Skip to content

Not Exists In

Definition

Asserts that values assigned to this field do not exist as values in another field.

In-Depth Overview

The Not ExistsIn rule allows you to ensure data exclusivity between different sources, whether it’s object storage systems or databases.

While databases might utilize unique constraints to maintain data distinctiveness between related tables, the Not ExistsIn rule extends this capability in two significant ways:

  1. Cross-System Exclusivity: it enables checks to ensure data does not overlap across different databases or even entirely separate systems.
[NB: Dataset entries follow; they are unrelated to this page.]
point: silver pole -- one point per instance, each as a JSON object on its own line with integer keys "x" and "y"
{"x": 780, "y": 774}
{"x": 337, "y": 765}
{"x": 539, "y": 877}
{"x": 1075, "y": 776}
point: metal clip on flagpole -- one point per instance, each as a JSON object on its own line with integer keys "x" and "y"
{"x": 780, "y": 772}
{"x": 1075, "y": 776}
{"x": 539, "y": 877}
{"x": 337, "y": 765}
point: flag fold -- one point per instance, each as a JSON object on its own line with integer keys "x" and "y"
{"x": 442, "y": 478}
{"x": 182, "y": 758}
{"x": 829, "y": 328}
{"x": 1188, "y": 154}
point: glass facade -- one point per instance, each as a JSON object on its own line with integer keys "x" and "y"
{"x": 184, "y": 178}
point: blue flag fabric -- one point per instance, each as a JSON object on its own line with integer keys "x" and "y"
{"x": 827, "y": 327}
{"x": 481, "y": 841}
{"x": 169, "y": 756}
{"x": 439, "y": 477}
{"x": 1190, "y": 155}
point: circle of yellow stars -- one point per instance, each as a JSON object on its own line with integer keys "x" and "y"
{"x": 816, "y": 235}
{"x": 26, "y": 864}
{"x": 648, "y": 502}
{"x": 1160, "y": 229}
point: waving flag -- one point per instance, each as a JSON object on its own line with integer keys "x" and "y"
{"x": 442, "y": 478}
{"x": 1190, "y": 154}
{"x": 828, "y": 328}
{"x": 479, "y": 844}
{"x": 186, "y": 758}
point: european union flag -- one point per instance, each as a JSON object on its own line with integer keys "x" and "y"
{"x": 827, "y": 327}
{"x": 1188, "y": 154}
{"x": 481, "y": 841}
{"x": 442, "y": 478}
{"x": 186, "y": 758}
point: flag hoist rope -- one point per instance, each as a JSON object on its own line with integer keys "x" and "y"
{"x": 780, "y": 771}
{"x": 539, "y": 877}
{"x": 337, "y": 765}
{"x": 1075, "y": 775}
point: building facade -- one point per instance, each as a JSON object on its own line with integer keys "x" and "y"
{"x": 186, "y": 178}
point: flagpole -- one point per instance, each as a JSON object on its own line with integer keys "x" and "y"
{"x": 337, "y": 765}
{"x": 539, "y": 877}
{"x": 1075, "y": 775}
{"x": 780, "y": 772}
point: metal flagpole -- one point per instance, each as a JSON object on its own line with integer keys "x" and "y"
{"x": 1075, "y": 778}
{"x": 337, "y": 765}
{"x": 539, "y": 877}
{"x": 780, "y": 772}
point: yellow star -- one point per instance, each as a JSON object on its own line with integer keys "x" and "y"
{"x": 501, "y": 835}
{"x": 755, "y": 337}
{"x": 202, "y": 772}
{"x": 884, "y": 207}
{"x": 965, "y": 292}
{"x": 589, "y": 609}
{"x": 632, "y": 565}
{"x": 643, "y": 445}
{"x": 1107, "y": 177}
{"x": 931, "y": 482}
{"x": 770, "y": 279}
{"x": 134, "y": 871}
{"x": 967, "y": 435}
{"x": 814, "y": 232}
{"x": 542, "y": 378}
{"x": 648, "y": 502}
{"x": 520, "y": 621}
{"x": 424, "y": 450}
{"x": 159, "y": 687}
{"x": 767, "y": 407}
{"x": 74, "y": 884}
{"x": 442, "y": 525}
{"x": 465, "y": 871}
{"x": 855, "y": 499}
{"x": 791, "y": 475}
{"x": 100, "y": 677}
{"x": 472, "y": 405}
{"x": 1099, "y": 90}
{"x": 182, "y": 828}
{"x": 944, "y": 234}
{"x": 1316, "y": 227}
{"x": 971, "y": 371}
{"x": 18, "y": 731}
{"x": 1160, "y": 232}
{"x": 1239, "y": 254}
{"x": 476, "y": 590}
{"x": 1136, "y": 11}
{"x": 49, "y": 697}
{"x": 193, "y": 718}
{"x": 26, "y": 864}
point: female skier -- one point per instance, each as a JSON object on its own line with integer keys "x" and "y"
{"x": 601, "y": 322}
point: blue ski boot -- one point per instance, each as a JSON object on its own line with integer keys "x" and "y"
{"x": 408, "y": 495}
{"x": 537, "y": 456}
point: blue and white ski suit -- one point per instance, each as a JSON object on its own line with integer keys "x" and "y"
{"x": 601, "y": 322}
This can be essential in scenarios where data should be partitioned or isolated across platforms.
  2. Flexible Data Formats: Not just limited to databases, this rule can validate values against various data formats, such as ensuring values in a file do not coincide with those in a table.

These functionalities enable businesses to maintain data exclusivity even in intricate, multi-system settings.

Field Scope

Single: The rule evaluates a single specified field.

Accepted Types

Type
Date
Timestamp
Integral
Fractional
String
Boolean

Specific Properties

Define the datastore, table/file, and field where the rule should look for non-matching values.

Name Description
Datastore
The source datastore where the profile of the reference field is located.
Table/file
The profile (e.g. table, view or file) containing the reference field.
Field
The field name whose values should not match those of the selected field.

Anomaly Types

Type Supported
Record
Flag inconsistencies at the row level
Shape
Flag inconsistencies in the overall patterns and distributions of a field

Example

Scenario: A shipping company needs to ensure that all NATION_NAME entries in the NATION table aren't listed in an external unsupported regions file, which lists countries they don't ship to.

Sample Data

N_NATIONKEY N_NATIONNAME
1 Antarctica
2 Argentina
3 Atlantida

Unsupported Regions File Sample

UNSUPPORTED_REGION
Antarctica
Mars
...
{
    "description": "A shipping company needs to ensure that all NATION_NAME entries in the NATION table aren't listed in an external unsupported regions file, which lists countries they don't ship to",
    "coverage": 1,
    "properties": {
        "field_name":"UNSUPPORTED_REGION",
        "ref_container_id": {ref_container_id},
        "ref_datastore_id": {ref_datastore_id}
    },
    "tags": [],
    "fields": ["NATION_NAME"],
    "additional_metadata": {"key 1": "value 1", "key 2": "value 2"},
    "rule": "notExistsIn",
    "container_id": {container_id},
    "template_id": {template_id},
    "filter": "1=1"
}

Anomaly Explanation

In the sample data above, the entry with N_NATIONKEY 1 does not satisfy the rule because the N_NATIONNAME "Antarctica" is listed as an UNSUPPORTED_REGION in the unsupported regions file, indicating the company doesn't ship there.

graph TD
A[Start] --> B[Retrieve UNSUPPORTED_REGION]
B --> C[Retrieve N_NATIONNAME]
C --> D{Is N_NATIONNAME listed in UNSUPPORTED_REGION?}
D -->|No| E[Move to Next Record/End]
D -->|Yes| F[Mark as Anomalous]
F --> E
-- An illustrative SQL query demonstrating the rule applied to example dataset(s).
select
    n_nationkey
    , n_nationname
from nation 
where
    n_nationname in ('Antarctica', 'Mars', ... /* other unsupported regions */)

Potential Violation Messages

Record Anomaly

The N_NATIONNAME value of 'Antarctica' is an UNSUPPORTED_REGION.

Shape Anomaly

In N_NATIONNAME, 33.333% of 3 filtered records (1) do exist in UNSUPPORTED_REGION.